To say I drug my feet on making the next appointment would be the understatement of the century.
Going back to the office changed that.
My work space is one of those open plans where our whole marketing department sits in one big room. My closest coworkers consist of my talented creative team and there’s a lot of collaboration that happens.
After my hearing test, I’m sitting at my desk one day typing away. I look up and notice my team is having a conversation. Everybody laughs. About what? No clue.
I get up and stretch and raise my desk up to standing hoping that will help because we’ll all be at the same level.
My designer says something unintelligible to me.
“I’m sorry, can you say that again?”
I walk around to her desk and she apologizes for making me leave my work space.
“Oh, that’s ok, this will be easier anyway.”
Why would I tell her I can’t hear her? Because that’s embarrassing.
I recount my experience at home later.
“Honey, it’s just like getting glasses. I promise your quality of life will improve.” My loving husband is always pushing me in all the good ways.
“Fine. I’ll make the appointment.”
(It’s possible there were tears involved later that night as I came to terms with the inevitability of my hearing situation.)
Day 1 of Hearing Assistant Devices or HAD for short.
I’m surfing my phone, sipping on my morning coffee while the usual Saturday morning chaos ensues. Alex bounces upstairs and I can hear both boys start sifting through the Lego bin. It’s like I’m in the room with them, it’s so loud.
“Wow. Those Legos are SO loud!”
To my left, Odessa nods and says, “Right? And they do it for hours.”
Oh. So that’s what other people hear?
Day 2 of HAD
I’m in the bathroom getting ready for the day and Nick is in the bedroom. I haven’t put my HADs in yet and I can tell he said something but couldn’t hear what it was.
“Hold on,” I say as I install my shiny new devices.

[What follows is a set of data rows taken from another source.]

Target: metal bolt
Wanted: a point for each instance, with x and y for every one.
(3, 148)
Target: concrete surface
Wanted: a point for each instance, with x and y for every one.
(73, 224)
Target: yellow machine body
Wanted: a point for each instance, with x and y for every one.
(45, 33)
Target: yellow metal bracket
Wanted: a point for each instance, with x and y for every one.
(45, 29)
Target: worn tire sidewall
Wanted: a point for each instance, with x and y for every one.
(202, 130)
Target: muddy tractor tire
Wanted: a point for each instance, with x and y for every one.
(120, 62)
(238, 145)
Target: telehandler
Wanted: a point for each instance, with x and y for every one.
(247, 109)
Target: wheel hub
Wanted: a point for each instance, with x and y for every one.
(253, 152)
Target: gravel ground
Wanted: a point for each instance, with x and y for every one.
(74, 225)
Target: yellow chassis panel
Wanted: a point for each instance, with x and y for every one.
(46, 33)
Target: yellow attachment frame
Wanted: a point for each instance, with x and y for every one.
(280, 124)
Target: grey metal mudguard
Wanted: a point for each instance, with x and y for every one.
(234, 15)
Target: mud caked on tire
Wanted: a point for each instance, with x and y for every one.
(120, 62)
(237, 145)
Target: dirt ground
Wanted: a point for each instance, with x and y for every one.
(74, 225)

“Ok, say it again please.”
We proceed to have a conversation while I’m in the bathroom and he’s in the bedroom. It feels like a miracle.
Day 3 of HAD
Ok, so this whole HAD thing isn’t so bad after all. And it dawns on me…the stigma almost kept me from enjoying being able to hear and interact with not only my family but my coworkers too.
I’ve made it my new goal to talk openly about my HADs (hearing aids is still a stupid name) because I CAN HEAR YOU!
“Mom, can I go with Ash to the store?” Emily says from halfway up the stairs.
I smile. “Sure.” You know why? Because I could hear her.